Learning to Live in an Upended World: The Fashionable Side of Masks

Learning to Live in an Upended World: The Fashionable Side of Masks

By Natalie Taylor


Transforming one’s face seems to be a primal impulse, practiced throughout history by every culture on earth. Ancient people used mud, wood, bone, feathers, and later metals to transform their visages or simply applied pigments to become someone else. Makeup is arguably another form of disguise, as powerful as wearing a face cover.


The earliest, preserved masks are from the Middle East, dating back about 9,000 years. That does not mean that these were indeed the first, they are simply masks that survived the passage of time. We know that 60,000 years ago the Neanderthals prepared their dead and buried them. It’s quite possible that they performed some rituals, perhaps decorating their faces or using some type of mask. Those masks most likely were made of perishable materials—plants, leather, feathers—which have been lost to the archeological record. 

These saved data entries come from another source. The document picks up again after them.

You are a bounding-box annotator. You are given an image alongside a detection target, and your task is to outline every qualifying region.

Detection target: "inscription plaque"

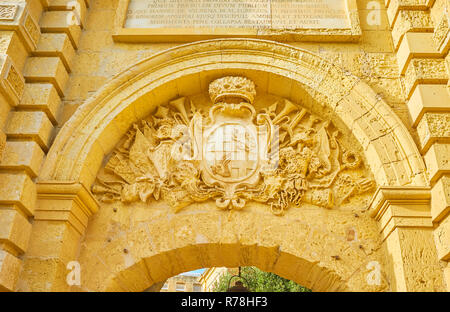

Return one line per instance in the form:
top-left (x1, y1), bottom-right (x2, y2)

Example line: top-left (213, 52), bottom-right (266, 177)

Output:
top-left (125, 0), bottom-right (350, 29)
top-left (114, 0), bottom-right (361, 42)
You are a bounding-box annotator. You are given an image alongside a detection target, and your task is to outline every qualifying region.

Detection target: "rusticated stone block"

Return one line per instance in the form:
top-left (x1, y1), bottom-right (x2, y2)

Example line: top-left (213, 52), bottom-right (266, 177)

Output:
top-left (397, 33), bottom-right (441, 75)
top-left (18, 83), bottom-right (61, 124)
top-left (0, 249), bottom-right (21, 291)
top-left (0, 54), bottom-right (25, 107)
top-left (391, 10), bottom-right (433, 50)
top-left (5, 111), bottom-right (53, 151)
top-left (40, 11), bottom-right (81, 49)
top-left (0, 31), bottom-right (28, 71)
top-left (0, 129), bottom-right (5, 161)
top-left (408, 84), bottom-right (450, 127)
top-left (433, 8), bottom-right (449, 54)
top-left (416, 112), bottom-right (450, 153)
top-left (403, 58), bottom-right (447, 99)
top-left (444, 264), bottom-right (450, 292)
top-left (386, 0), bottom-right (430, 28)
top-left (23, 57), bottom-right (69, 97)
top-left (34, 33), bottom-right (75, 73)
top-left (431, 175), bottom-right (450, 222)
top-left (0, 2), bottom-right (41, 51)
top-left (424, 143), bottom-right (450, 184)
top-left (0, 209), bottom-right (32, 254)
top-left (0, 141), bottom-right (45, 178)
top-left (48, 0), bottom-right (88, 29)
top-left (0, 172), bottom-right (36, 216)
top-left (434, 215), bottom-right (450, 261)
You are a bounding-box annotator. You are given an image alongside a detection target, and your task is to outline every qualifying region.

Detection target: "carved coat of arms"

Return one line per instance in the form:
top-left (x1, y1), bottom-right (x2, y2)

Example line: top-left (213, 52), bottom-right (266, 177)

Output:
top-left (93, 76), bottom-right (375, 215)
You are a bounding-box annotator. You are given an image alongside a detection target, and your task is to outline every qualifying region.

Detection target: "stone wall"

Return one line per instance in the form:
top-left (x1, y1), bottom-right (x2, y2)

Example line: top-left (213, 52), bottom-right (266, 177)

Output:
top-left (0, 0), bottom-right (448, 292)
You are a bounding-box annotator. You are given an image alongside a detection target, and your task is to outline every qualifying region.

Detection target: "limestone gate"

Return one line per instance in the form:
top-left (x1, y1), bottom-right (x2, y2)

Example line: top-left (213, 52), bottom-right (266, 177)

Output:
top-left (0, 0), bottom-right (448, 292)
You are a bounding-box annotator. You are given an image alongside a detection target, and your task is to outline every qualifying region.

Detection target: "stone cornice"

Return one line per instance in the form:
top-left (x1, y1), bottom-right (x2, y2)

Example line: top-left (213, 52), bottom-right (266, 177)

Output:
top-left (35, 181), bottom-right (99, 235)
top-left (369, 186), bottom-right (433, 240)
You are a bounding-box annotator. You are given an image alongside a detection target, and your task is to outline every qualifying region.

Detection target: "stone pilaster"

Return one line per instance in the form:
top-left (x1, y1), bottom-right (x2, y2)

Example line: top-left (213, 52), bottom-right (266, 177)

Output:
top-left (369, 187), bottom-right (446, 291)
top-left (386, 0), bottom-right (450, 290)
top-left (18, 182), bottom-right (99, 292)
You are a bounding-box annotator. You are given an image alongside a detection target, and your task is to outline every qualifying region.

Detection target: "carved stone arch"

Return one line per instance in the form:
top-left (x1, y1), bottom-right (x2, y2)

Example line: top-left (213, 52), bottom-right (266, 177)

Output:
top-left (22, 39), bottom-right (444, 293)
top-left (102, 244), bottom-right (350, 292)
top-left (40, 38), bottom-right (427, 189)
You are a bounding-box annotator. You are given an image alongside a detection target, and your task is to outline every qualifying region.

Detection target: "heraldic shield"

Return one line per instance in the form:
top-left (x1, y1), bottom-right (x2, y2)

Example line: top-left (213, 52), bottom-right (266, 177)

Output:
top-left (191, 92), bottom-right (275, 210)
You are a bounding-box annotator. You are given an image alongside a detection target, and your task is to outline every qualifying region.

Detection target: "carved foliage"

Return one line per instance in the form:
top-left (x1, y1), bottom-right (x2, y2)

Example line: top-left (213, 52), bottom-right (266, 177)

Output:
top-left (93, 76), bottom-right (375, 215)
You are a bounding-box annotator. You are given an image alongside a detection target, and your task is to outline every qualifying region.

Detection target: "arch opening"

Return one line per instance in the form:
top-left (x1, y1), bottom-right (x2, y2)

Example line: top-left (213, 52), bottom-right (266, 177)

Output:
top-left (39, 39), bottom-right (429, 293)
top-left (105, 244), bottom-right (348, 292)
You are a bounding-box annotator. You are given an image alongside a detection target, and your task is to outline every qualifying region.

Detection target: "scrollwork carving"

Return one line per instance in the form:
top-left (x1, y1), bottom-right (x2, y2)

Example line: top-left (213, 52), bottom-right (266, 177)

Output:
top-left (93, 76), bottom-right (375, 215)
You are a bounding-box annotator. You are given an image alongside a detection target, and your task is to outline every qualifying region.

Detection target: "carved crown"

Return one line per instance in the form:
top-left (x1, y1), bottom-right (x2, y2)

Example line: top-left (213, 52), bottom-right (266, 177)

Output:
top-left (209, 76), bottom-right (256, 104)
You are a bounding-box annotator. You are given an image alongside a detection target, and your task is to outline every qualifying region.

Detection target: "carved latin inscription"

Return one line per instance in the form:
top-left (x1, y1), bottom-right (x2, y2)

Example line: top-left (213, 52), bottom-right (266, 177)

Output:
top-left (125, 0), bottom-right (351, 30)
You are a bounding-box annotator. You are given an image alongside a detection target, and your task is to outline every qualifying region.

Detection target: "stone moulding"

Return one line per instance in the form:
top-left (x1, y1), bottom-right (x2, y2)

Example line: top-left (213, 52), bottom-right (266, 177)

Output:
top-left (39, 39), bottom-right (428, 195)
top-left (112, 0), bottom-right (362, 43)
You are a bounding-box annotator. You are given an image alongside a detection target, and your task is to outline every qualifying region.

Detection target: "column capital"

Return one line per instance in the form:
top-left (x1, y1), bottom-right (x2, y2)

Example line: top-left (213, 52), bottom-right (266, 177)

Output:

Masks have been worn as disguise, in ceremonies, by actors in a performance, by members of a secret society, and as part of a celebration. Unfortunately, today, the medical mask has taken on two separate meanings—an item of protection for oneself and others; or a statement of political and personal identity—not wearing one touted as a statement of freedom. 


Most health experts agree that wearing masks does prevent the spread of the COVID-19 virus, and the great majority of people around the world seem to agree. Once we accept the universal donning of masks, we can look at them in a more playful way—how to turn them into fashion accessories while still maintaining the accepted medical guidelines. 


The market is being filled with masks made of all types of material: tie-dye, silk, denim, polyester, leather, camouflage, and even sparkly masks ready for a party. You can find them in basic black (ideal for black tie events), elegant toile, embroidered, or encrusted with jewels. One can purchase a perfectly efficient, WHO approved mask for under $10 dollars, but prices go up as with any item of fashion—sometimes completely unrelated to the cost of the product. A Collina Strada fashion mask with attached braids and ribbons will set you back $200 dollars. But a Japanese hand-made, pearl encrusted mask costs almost fifty times as much at $9,350 dollars. And the price of a Belgian gem-studded mask can go way beyond that price, depending on the jewels used. Among the strangest and most disturbing are masks that depict a copy of the wearer’s lower face with the imprint of a permanent smile.


Twenty years from now, the most likely meme for the pandemic will be a face mask, and all those creations will fuse with the rest of history’s amalgam of masks. Perhaps face masks will have become ubiquitous, losing any significance other than being a normal accessory that you put on when leaving your home—like a hat or shoes.